Senate Approves Sales Tax for Internet Sales

By a vote of 69-27, the US Senate voted to give states the power to enforce their sales taxes for on-line sales. In other words, a state could require an e-retailer to collect taxes on sales in that state even if it has no physical presence there. Brick-and-mortar corporations like WalMart back the idea, while e-retail firms obviously don’t. There is likely to be a bloodletting in the House over the idea, but the unfair support for Internet shopping needs to end, and fairness to traditional retailers is overdue.

E-commerce got a pass on sales taxes in the beginning because often the amount needed to enforce the taxes was more than the taxes themselves. Moreover, there is a solid economic basis for protecting infant industries; by giving them certain advantages, they flourish and can enhance competition and improve the overall economy. The best example of this is the Japanese car industry, protected from imports and aided by government policies to boost exports..
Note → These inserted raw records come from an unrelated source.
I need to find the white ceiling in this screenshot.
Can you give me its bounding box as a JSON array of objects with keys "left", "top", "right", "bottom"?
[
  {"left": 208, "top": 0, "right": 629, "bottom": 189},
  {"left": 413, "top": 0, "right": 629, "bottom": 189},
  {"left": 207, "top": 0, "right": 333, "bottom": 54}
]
Now, though, the idea that e-commerce needs special treatment to make it competitive with brick-and-mortar firms is laughable. needs no help, whereas Borders bookstores are no more. Clearly, the industry is no longer an infant, and the case for protecting it is gone. Moreover, with revenues running into the billions of dollars, collecting the taxes due is now worthwhile.

However, there is a Republican-controlled House of Representatives religiously opposed to taxes. “Call me a conservative, but I believe the right approach to tax fairness is to reduce rates — not force higher rates onto others,” said Tom Graves, a House Republican from Georgia. Mr. Graves does have a point. Abolishing sales taxes on brick-and-mortar outlets would be as effective in leveling the playing field as collecting Internet sales taxes. Yet, what would the 46 states and the District of Columbia that have sales taxes do to keep their budgets balanced? Cutting spending by 50-80% overnight just won’t work.

Reuters reports, “House Speaker John Boehner plans to send the bill to the House Judiciary Committee, a senior Republican aide said. That will mean hearings ahead. The Senate uncharacteristically bypassed this step. Judiciary Committee Chairman Robert Goodlatte, a Republican, has reservations about the legislation, including its complexity and potential impact on small businesses, a spokeswoman said. Goodlatte has yet to schedule any hearings on it, she said.”

For once, this journal backs the speaker.. The change here is a big deal whether Internet sales are taxed or all sales taxes go. The Congress needs to get the legislation right. The current policy of taxing traditional retailers while not taxing e-retailers is simply indefensible. Open hearings with proper debate of the pros and cons are vital. Congressman Goodlatte can’t move quickly enough on this.

The debate is not yet part of the overall effort by the Republicans to “reform” America’s tax system. And one hesitates to endorse any pig in a GOP poke. However, if they insist on changing the way government gets funded, this issue may be a good place to start. Grand bargains and generational changes sound good on TV, but in truth, fixing a few big problems one at a time has one advantage over those. It is politically possible.